Las ofensas públicas al cristianismo
El artículo 525, 1 del vigente código penal español establece: «Incurrirán en la pena de multa de ocho a doce meses los que, para ofender los sentimientos de los miembros de una confesión religiosa, hagan públicamente, de palabra, por escrito o mediante cualquier tipo de documento, escarnio de sus dogmas, creencias, ritos o ceremonias, o vejen, también públicamente, a quienes los profesan o practican».

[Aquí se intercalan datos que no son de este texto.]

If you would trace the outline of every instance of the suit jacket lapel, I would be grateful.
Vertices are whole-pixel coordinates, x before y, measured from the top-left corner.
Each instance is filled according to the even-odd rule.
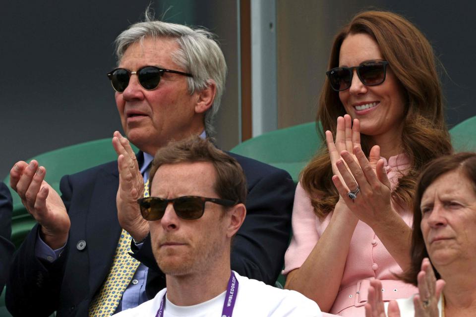
[[[89,285],[93,294],[109,271],[121,230],[116,205],[119,187],[117,168],[98,173],[86,222]]]

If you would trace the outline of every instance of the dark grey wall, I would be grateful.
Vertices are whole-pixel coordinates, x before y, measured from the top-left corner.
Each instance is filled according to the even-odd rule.
[[[218,35],[229,66],[217,124],[219,144],[226,149],[238,142],[237,0],[163,0],[152,5],[157,16],[173,5],[165,20],[203,25]],[[109,137],[115,130],[121,129],[114,92],[106,76],[116,63],[113,42],[121,30],[142,18],[149,3],[149,0],[26,2],[2,1],[0,13],[1,178],[19,159]],[[312,74],[308,81],[313,85],[308,94],[299,94],[309,96],[309,101],[305,102],[308,112],[298,109],[296,91],[291,95],[291,102],[280,105],[292,109],[289,116],[297,120],[294,124],[314,117],[314,94],[318,94],[320,87],[316,75],[320,73],[314,68],[322,61],[327,63],[330,45],[328,38],[332,38],[351,15],[369,4],[404,14],[430,39],[449,75],[443,76],[450,109],[448,122],[454,124],[476,114],[473,101],[476,97],[473,76],[476,70],[476,42],[473,41],[476,3],[445,0],[277,2],[301,8],[294,11],[288,8],[281,14],[296,14],[295,19],[305,24],[303,29],[308,31],[316,23],[322,26],[320,33],[297,44],[302,45],[302,50],[312,50],[313,57],[303,70],[293,67],[283,77],[285,84],[296,90],[300,87],[299,76]],[[278,22],[279,28],[279,19]],[[298,25],[292,24],[290,30]],[[293,29],[288,33],[290,37],[298,38],[296,35],[303,31]],[[325,52],[322,54],[325,57],[316,58],[319,50]],[[295,54],[281,61],[280,68],[291,64],[293,56],[296,59]],[[303,119],[297,116],[299,113]],[[283,121],[282,117],[280,120],[281,127],[293,123]]]

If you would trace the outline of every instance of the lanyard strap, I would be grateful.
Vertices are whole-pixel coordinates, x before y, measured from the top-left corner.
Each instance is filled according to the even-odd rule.
[[[223,303],[223,309],[222,311],[222,317],[232,317],[233,315],[233,309],[235,308],[235,303],[237,300],[237,293],[238,292],[238,280],[235,276],[235,272],[232,271],[232,273],[228,280],[228,286],[227,288],[227,294],[225,297],[225,302]],[[160,301],[160,306],[155,317],[164,317],[164,310],[165,309],[165,297],[167,295],[166,292]]]

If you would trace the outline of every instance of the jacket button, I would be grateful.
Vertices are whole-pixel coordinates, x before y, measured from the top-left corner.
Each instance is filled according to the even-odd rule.
[[[76,248],[80,251],[82,251],[86,248],[86,241],[83,240],[80,240],[78,241],[76,245]]]

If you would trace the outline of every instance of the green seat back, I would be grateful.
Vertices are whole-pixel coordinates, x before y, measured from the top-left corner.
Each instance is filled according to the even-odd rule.
[[[476,152],[476,116],[450,129],[451,143],[457,152]]]
[[[133,147],[134,151],[137,148]],[[117,159],[111,138],[80,143],[40,154],[27,161],[36,159],[46,168],[45,180],[59,193],[60,180],[66,174]],[[9,185],[9,177],[4,180]],[[35,225],[35,219],[23,207],[16,193],[10,189],[13,199],[11,241],[18,248]]]
[[[322,143],[315,123],[309,122],[264,133],[238,144],[230,152],[282,168],[297,183],[299,173]]]

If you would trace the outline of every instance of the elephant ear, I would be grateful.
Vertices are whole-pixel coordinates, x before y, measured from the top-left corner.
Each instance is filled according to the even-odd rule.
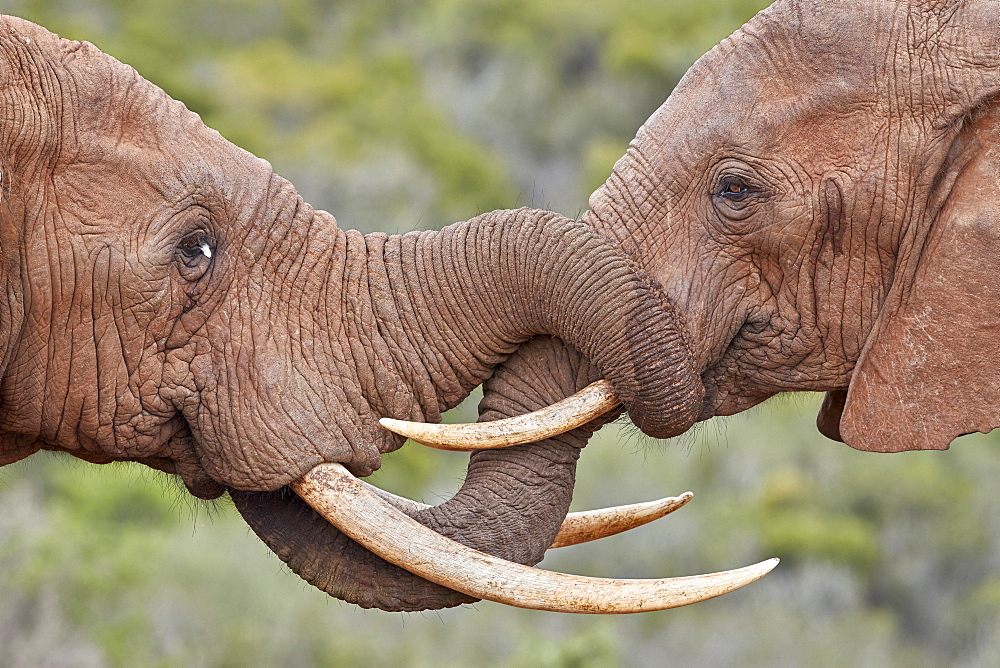
[[[883,307],[846,401],[828,396],[820,415],[841,411],[859,450],[945,450],[1000,427],[1000,113],[979,112],[957,144],[912,282]]]

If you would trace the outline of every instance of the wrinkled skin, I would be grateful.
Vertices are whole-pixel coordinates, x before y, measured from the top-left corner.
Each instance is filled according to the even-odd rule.
[[[827,390],[860,449],[1000,426],[998,93],[988,2],[779,1],[691,68],[583,219],[678,305],[700,419]]]
[[[0,186],[0,465],[60,450],[142,462],[204,498],[232,491],[294,569],[364,605],[465,599],[411,595],[428,583],[399,569],[369,579],[331,564],[299,540],[308,517],[270,531],[281,510],[268,499],[321,462],[375,470],[403,440],[380,417],[439,420],[534,335],[579,351],[582,371],[556,375],[552,391],[596,377],[585,355],[646,432],[680,433],[697,415],[673,307],[582,223],[521,209],[401,237],[340,230],[128,66],[9,17]],[[510,377],[490,393],[492,417],[533,396]],[[537,561],[581,445],[479,458],[466,489],[422,521]],[[543,492],[522,513],[535,497],[510,471],[546,461],[553,475],[524,484],[561,501]],[[527,523],[508,531],[512,516]]]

A pesar de lo anterior, la tozuda realidad demuestra que la continua vulneración de dicho precepto cuando se refiere al cristianismo y, más en particular, al catolicismo, encuentra una respuesta judicial tan sumamente comprensiva con el ofensor que, en la práctica, convierten el citado artículo en una etérea declaración de intenciones. Por eso, lo más conveniente sería proceder a reformarlo añadiéndole simplemente: «Se exceptúan las ofensas a los miembros de confesiones cristianas», o «Se exceptúan las ofensas a los miembros de confesiones que no respondan con la violencia».

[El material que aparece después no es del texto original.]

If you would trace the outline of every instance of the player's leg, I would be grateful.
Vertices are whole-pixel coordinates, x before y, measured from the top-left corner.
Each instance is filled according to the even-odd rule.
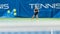
[[[35,17],[35,15],[32,16],[32,18],[34,18],[34,17]]]
[[[38,14],[36,15],[36,18],[38,18]]]

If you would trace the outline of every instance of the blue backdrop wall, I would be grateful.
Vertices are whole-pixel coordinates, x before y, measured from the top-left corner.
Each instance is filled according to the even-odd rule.
[[[31,18],[34,14],[34,8],[31,9],[29,4],[53,4],[59,3],[60,0],[0,0],[1,4],[8,4],[8,9],[0,9],[0,17],[24,17]],[[16,15],[14,15],[16,9]],[[7,11],[10,10],[8,14]],[[60,18],[60,9],[42,8],[39,9],[40,18]]]

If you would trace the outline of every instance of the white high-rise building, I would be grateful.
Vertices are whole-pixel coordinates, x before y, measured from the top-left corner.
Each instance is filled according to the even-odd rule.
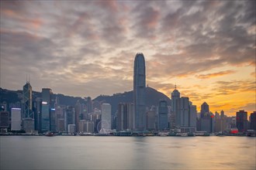
[[[20,131],[21,130],[21,108],[12,108],[12,131]]]
[[[101,133],[109,133],[111,130],[111,105],[109,104],[102,104],[102,124]]]

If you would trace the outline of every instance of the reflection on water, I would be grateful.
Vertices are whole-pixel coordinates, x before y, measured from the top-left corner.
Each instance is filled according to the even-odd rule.
[[[2,136],[0,169],[255,169],[255,140]]]

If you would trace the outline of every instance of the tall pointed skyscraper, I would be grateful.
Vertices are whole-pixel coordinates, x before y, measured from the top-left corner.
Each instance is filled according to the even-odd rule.
[[[133,103],[135,115],[135,129],[146,130],[146,71],[145,60],[143,53],[137,53],[133,71]]]
[[[23,86],[23,106],[22,106],[22,118],[31,117],[34,118],[33,112],[32,110],[32,87],[29,81]]]

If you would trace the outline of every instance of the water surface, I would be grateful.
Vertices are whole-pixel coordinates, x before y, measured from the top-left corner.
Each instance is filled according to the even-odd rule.
[[[256,138],[1,136],[0,169],[255,169]]]

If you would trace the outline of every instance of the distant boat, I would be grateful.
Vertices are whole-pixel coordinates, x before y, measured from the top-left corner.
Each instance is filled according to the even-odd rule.
[[[54,134],[53,132],[47,131],[47,133],[45,133],[44,135],[45,135],[45,136],[52,137],[52,136],[54,136]]]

Esta escueta reforma, no sólo explicaría la bondadosa actitud de la justicia con los ofensores, sino que además evitaría pérdidas de tiempo en denuncias y procesos judiciales a quienes creíamos que el código penal, el imperio de la ley y el principio de igualdad de trato, son los instrumentos que dispone el Estado de Derecho para satisfacer a los ofendidos. Y además, a los cristianos nos quedaría el consuelo de saber que si las constantes burlas públicas hacia nuestros dogmas, ritos, creencias y ceremonias quedan impunes, no se debe a que los poderes del Estado nos consideren indignos de protección, sino a que confían sobradamente en nuestro estricto cumplimiento de la obligación que tenemos de poner la otra mejilla. Una confianza no exenta de riesgos, porque también deberían conocer que los cristianos, ¡ay!, somos tan frágiles como los demás, y no siempre somos capaces de cumplir con nuestras obligaciones.

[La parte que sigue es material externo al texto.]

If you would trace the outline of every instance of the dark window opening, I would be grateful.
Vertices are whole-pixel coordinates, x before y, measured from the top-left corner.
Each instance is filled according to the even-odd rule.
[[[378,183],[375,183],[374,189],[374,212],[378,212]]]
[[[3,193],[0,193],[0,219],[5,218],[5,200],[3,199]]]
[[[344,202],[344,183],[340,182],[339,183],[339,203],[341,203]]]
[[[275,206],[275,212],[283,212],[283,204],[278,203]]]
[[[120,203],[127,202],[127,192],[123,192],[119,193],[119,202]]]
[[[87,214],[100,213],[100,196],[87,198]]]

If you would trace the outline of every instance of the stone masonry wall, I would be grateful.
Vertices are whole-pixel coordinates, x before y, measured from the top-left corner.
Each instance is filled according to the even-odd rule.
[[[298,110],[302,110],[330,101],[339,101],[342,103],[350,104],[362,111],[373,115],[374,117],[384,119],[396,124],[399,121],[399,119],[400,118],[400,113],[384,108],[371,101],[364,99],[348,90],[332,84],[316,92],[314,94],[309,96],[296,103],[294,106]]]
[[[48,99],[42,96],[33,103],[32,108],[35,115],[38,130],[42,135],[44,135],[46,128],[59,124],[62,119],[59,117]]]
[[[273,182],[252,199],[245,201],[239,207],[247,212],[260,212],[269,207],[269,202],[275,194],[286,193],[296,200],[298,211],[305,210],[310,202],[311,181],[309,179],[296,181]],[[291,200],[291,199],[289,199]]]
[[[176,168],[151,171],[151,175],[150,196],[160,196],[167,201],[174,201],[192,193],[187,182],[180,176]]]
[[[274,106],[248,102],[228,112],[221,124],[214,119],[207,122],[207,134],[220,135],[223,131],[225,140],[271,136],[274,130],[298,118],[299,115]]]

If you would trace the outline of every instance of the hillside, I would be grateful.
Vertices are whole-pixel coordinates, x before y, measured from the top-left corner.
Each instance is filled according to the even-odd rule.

Para los más sensibles con el respeto a la libertad de opinión, aclaro que las burlas a que me refiero desde un principio, nada tienen que ver con el legítimo derecho a la crítica fundamentada y racional de las creencias o increencias ajenas; crítica que, obviamente, exige un esfuerzo mayor que el de apretar el vientre para expeler flatulencias. Los escarnios en materia de convicciones religiosas ni aportan nada a la convivencia, ni suponen avance alguno en el ejercicio de la libertad. Y no hay que ser muy inteligente para saber que cuando al ofensor no se le paran los pies, crece, se multiplica y acaba creyendo que le asiste un supuesto derecho a refocilarse con las burlas más torpes, groseras e hirientes, considerando como debilidad, la paciente mansedumbre del ofendido.